Ze względu na ryzyko zablokowania decyzji przez Węgry, w poniedziałek rano, jeszcze przed spotkaniem ministrów, w Brukseli odbyło się posiedzenie ambasadorów państw członkowskich.

Według źródła z UE, Węgry miały podczas tego spotkania otrzymać gwarancje od Komisji Europejskiej dotyczące negocjacji z Ukrainą w sprawie tranzytu gazu – KE zobowiązała się do kontynuowania rozmów, a także włączenia do nich Węgier i Słowacji.

Szef węgierskiego MSZ, Peter Szijjarto, przed rozpoczęciem obrad ministrów, zapowiedział, że oczekuje oficjalnych gwarancji od KE w kwestii bezpieczeństwa dostaw gazu. Ukraina podjęła decyzję o nieprzedłużeniu umowy na tranzyt rosyjskiego gazu, która wygasła wraz z końcem roku.

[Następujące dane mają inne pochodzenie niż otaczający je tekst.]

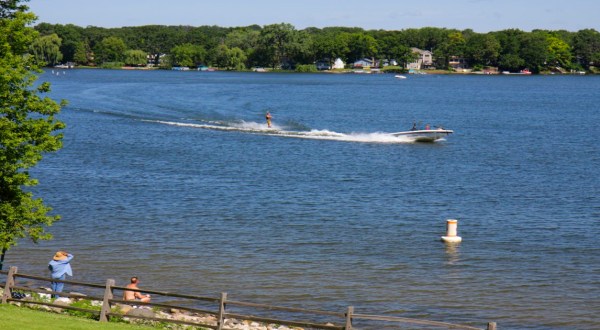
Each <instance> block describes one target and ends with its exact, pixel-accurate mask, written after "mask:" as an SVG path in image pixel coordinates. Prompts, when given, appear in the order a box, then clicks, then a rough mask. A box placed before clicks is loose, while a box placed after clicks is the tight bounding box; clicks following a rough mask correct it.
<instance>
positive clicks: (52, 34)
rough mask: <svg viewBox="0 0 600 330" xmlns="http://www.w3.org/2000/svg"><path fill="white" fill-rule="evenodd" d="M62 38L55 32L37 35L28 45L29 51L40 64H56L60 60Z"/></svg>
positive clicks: (54, 64) (52, 64)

Budapeszt dotychczas blokował przedłużenie sankcji gospodarczych nałożonych na Rosję w związku z wojną na Ukrainie, argumentując to zmianą władzy w Stanach Zjednoczonych. Po zaprzysiężeniu Donalda Trumpa na prezydenta USA Węgry zaczęły domagać się zapewnień w sprawie tranzytu gazu przez Ukrainę.

Jeśli państwa członkowskie nie podjęłyby jednogłośnej decyzji o przedłużeniu sankcji, co następuje co sześć miesięcy, obostrzenia wygasłyby z końcem stycznia.